After terraform apply, pull the token value via terraform output -raw cloudflare_gha_actions_whitelist_token and store it as the CLOUDFLARE_API_TOKEN GitHub Actions secret. The account ID and zone ID go into CLOUDFLARE_ACCOUNT_ID and CLOUDFLARE_ZONE_ID respectively.
Reminder:
CLOUDFLARE_ACCOUNT_IDisn’t strictly required foraccessRule
A note on concurrency
This issue is relevant to strategy: ruleList only. The action manages a single shared IP list per Cloudflare account, so two jobs running in parallel against the same account can cause a cleanup race condition. If you have matrix or parallel jobs that all need bypass against the same account, serialize them with a workflow concurrency group:
jobs:
test:
runs-on: ubuntu-latest
concurrency:
group: cloudflare-bypass-${{ github.workflow }}
cancel-in-progress: false
Don’t put the bypass step in a separate setup job that downstream jobs depend on - the post step runs when that setup job ends, which clears the list before the dependent jobs even start.
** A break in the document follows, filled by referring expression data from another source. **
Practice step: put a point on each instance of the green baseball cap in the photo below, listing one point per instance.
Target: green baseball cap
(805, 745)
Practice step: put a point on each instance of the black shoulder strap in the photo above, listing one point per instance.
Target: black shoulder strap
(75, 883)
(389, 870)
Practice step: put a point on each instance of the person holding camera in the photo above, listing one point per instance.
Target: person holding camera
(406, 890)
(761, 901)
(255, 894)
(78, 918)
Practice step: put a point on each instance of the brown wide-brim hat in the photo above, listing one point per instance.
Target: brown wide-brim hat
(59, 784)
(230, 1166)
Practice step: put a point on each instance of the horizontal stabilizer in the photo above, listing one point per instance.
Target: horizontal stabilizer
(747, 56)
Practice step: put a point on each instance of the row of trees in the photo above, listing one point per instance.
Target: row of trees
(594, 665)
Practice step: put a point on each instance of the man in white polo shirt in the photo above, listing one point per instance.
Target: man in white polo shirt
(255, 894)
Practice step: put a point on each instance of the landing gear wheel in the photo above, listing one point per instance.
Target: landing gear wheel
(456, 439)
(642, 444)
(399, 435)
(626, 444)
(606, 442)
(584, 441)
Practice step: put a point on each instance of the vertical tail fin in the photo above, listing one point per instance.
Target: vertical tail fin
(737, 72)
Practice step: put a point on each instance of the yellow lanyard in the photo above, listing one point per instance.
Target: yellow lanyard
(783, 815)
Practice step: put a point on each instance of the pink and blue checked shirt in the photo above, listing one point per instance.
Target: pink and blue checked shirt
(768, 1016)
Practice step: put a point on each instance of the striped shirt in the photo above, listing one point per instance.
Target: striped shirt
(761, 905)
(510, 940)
If you can’t serialize and need genuinely parallel bypass, switch to strategy: accessRule. Each run creates an independent rule with its own ID, so parallel jobs don’t step on each other.
Wrapping up
For my Grafana use case, the action does what I want: the runner IP is allowlisted only for the duration of the job, the bypass resource is removed at the end (even on cancellation, unless the runner dies mid-job), and Bot Management settings are restored exactly to what they were before. The credits go to xiaotianxt/bypass-cloudflare-for-github-action for the original idea and the overall flow - without it, I would’ve spent much longer figuring out the Cloudflare API details and edge cases. If you’re hitting 403s from Cloudflare in GitHub Actions and the existing actions don’t quite fit, give yurhasko/gha-bypass-cloudflare a try. Issues and PRs welcome.